Enlightened Quote of the Day

"XML is hierarchical [because] it is optimized for data interchange... This absolutely gives you a design challenge because the models that you get from your data analysis are graphs rather than trees."

Context: see Michael Kay's posting the XML-DEV list on the topic 'A standard approach to glueing together reusableXML fragments in prose?' --

There was never a single definition of the hierarchical data model. Most writers equated it with the model implemented by the IBM product variously known as IMS or DL/I. Other writers (incorrectly) use the term to embrace the network data model (Codasyl) as well.

I was never a fan of hierarchical databases myself (I worked extensively with Codasyl databases) but the statement that "redundancy cannot be avoided" is quite wrong. I've just been re-reading the relevant chapter from Tsichritzis and Lochovsky's "Data Models" (1982) which has an extensive discussion of the various techniques developed by vendors and users to support m:n relationships without redundancy: the most comprehensive solution being "spanning trees" which allowed multiple hierarchic views over the same data records.

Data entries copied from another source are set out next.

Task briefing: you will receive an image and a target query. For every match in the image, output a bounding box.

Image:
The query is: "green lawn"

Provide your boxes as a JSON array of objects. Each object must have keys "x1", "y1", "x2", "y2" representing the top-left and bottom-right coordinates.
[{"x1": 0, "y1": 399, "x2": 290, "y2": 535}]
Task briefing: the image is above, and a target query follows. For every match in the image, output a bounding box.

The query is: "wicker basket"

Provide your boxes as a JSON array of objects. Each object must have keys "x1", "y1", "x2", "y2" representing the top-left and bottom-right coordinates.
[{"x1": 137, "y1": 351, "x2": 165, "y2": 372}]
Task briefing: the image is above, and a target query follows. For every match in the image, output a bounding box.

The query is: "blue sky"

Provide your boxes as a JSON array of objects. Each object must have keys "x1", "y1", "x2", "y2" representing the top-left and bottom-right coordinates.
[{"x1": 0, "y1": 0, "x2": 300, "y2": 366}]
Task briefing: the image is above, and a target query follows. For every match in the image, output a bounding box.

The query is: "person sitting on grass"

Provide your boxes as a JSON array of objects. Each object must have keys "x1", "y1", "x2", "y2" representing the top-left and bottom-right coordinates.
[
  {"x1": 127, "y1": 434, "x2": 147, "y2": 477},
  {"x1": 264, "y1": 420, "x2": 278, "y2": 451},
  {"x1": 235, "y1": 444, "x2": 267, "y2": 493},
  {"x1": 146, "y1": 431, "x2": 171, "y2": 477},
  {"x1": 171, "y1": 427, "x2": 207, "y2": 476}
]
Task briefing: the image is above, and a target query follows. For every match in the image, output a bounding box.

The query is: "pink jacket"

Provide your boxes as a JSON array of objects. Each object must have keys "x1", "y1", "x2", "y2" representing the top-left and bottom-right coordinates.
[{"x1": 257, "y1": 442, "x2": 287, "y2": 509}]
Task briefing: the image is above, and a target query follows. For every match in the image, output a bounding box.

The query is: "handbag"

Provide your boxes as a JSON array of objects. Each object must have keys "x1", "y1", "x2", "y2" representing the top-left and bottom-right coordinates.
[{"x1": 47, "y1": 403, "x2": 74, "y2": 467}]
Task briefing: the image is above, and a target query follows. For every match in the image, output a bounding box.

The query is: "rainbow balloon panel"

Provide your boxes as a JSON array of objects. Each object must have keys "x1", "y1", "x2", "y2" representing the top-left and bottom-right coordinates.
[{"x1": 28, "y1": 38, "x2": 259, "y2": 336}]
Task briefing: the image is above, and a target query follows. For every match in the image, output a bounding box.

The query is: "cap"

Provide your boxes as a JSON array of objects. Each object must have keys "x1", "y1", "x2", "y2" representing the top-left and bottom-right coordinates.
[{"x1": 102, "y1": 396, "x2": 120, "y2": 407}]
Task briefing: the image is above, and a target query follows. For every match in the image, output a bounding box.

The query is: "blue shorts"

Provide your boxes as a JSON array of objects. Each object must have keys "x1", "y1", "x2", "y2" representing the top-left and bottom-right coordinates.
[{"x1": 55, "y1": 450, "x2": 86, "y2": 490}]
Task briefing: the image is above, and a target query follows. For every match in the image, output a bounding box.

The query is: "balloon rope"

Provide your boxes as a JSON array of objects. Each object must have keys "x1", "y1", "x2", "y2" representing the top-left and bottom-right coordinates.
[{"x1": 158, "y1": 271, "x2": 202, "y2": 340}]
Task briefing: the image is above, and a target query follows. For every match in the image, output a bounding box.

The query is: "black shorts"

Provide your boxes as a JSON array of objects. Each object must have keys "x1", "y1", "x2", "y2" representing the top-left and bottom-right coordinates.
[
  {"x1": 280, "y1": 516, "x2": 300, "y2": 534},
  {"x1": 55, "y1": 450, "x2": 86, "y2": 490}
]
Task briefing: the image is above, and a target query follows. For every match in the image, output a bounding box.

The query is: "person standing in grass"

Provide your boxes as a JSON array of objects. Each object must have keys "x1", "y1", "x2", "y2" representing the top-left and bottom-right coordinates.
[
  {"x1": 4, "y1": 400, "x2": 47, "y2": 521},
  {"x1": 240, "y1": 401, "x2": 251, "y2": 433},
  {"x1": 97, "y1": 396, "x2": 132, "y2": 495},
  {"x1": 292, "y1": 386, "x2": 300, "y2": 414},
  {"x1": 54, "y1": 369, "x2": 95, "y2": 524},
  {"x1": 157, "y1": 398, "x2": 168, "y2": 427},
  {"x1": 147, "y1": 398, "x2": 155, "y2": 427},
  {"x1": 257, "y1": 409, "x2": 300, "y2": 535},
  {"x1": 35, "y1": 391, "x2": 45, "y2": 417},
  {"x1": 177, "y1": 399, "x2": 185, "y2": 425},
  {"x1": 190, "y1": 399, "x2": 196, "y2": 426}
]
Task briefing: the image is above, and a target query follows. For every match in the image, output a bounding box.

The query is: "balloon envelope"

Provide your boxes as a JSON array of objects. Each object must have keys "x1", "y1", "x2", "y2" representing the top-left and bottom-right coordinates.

And although "foreign keys" were not part of the model, they were widely used in practice at the application level (just as they are in XML). The solutions seem rather ad-hoc (I said I'm not a fan), but it's quite wrong to say that they don't exist.

It would actually do us no harm as a community to relearn some of this stuff. XML is hierarchical for a very good reason: it is optimized for data interchange. Data that is sent from A to B has to be encoded as a sequence of bits, and hierarchies lend themselves well to such serialization. This absolutely gives you a design challenge because the models that you get from your data analysis are graphs rather than trees. We certainly need a much more mature understanding of the methodology of translating between the graph object models that come out of data analysis and the hierarchic representation of these models as XML, and I would love to see something that gives you the ability to get multiple hierarchic XML views over the same network data model.